SLOW COOKER CORNED BEEF & CABBAGE

Prep time: 10 minutes  ~  Cook time: 8 hours  ~  Servings: 12

(Family Features) #12548  Source:  McCormick & Company, Inc. 

  • 8  small red potatoes
  • 2  cups baby carrots
  • 1  small onion, quartered
  • 1  corned beef brisket (4 pounds), rinsed and trimmed
  • 2  tablespoons McCormick Mixed Pickling Spice
  • 1  teaspoon McCormick Minced Garlic
  • 1/2  head cabbage, cored and cut into wedges
  • 8 (app.)  cups of water

Place potatoes, carrots and onion in slow cooker. Place corned beef brisket over vegetables. Sprinkle with pickling spice and minced garlic. Add enough water (about 8 cups) to just cover meat. Cover. Cook 7 hours on high. Add cabbage. Cover. Cook 1–2 hours on high or until cabbage is tender-crisp.

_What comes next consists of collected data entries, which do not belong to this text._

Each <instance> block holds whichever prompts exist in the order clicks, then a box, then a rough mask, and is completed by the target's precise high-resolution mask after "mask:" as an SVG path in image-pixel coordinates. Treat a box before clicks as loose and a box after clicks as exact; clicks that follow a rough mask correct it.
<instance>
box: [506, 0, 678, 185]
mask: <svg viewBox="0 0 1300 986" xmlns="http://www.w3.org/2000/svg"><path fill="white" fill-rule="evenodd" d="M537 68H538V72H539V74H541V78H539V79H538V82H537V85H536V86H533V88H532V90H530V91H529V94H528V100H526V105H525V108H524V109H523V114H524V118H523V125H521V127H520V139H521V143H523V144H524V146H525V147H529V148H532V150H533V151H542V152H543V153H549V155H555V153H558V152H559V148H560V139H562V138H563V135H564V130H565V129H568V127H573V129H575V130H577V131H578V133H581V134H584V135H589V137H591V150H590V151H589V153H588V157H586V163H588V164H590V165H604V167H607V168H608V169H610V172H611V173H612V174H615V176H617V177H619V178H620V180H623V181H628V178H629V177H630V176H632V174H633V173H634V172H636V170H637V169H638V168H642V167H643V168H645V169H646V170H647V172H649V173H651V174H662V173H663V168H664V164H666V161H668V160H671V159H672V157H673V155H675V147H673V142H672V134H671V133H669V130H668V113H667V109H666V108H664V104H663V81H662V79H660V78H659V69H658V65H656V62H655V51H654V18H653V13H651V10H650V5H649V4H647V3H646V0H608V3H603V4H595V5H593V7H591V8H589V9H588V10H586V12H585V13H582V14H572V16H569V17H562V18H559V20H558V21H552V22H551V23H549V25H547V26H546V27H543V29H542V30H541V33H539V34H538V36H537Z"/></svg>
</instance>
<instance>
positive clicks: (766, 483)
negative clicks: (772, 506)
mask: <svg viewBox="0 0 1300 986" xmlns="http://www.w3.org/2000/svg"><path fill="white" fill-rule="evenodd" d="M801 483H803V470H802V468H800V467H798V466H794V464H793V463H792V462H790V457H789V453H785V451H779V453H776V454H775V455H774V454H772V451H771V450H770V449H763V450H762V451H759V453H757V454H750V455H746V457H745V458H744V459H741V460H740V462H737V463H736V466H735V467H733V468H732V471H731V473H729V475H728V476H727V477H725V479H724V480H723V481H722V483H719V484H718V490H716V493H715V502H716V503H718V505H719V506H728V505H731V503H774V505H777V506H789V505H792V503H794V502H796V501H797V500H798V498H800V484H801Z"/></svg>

Remove corned beef brisket to serving platter. Slice thinly across grain. Serve with vegetables.

TIP : For best results, do not remove cover while cooking in slow cooker.




LUCKY MINT BROWNIES

Servings: 9-12

(Family Features)  #15603  ~  Source: Culinary.net

  • Nonstick cooking spray
  • 1 box supreme brownie mix with chocolate syrup pouch 
  • 3  tablespoons water
  • 1/3 cup vegetable oil 
  • 1 egg 

FILLING:

  • 3 1/2 cups powdered sugar
  • 1/4 cup butter, softened
  • 1/4 cup whipping cream
  • 5 ounces cream cheese, softened
  • 1/2 teaspoon peppermint extract
  • 5 drops green food color

TOPPING :

  • 1/2 cup whipping cream
  • 1 bag (12 ounces) chocolate chips
  • 1/2 cup butter

Heat oven to 350° F. Spray 8-by-8-inch pan with nonstick cooking spray. 

In large bowl, mix brownie mix, water, oil and egg until combined. Pour into prepared baking pan. Bake 35 minutes. Cool completely, about 1 hour.

TO MAKE FILLING : In large bowl, beat powdered sugar, butter, whipping cream, cream cheese, peppermint extract and food coloring. Spread over cooled brownies. Refrigerate 1 hour, or until set.

TO MAKE TOPPING : In saucepan, melt whipping cream, chocolate chips and butter until smooth. Cool until lukewarm, about 10 minutes. Pour over filling; spread to cover. Refrigerate 2 hours, or until set.

Before serving, let brownies set 10 minutes at room temperature. 

TIPS : Cut brownies with wet knife for cleaner cuts. Store covered in refrigerator.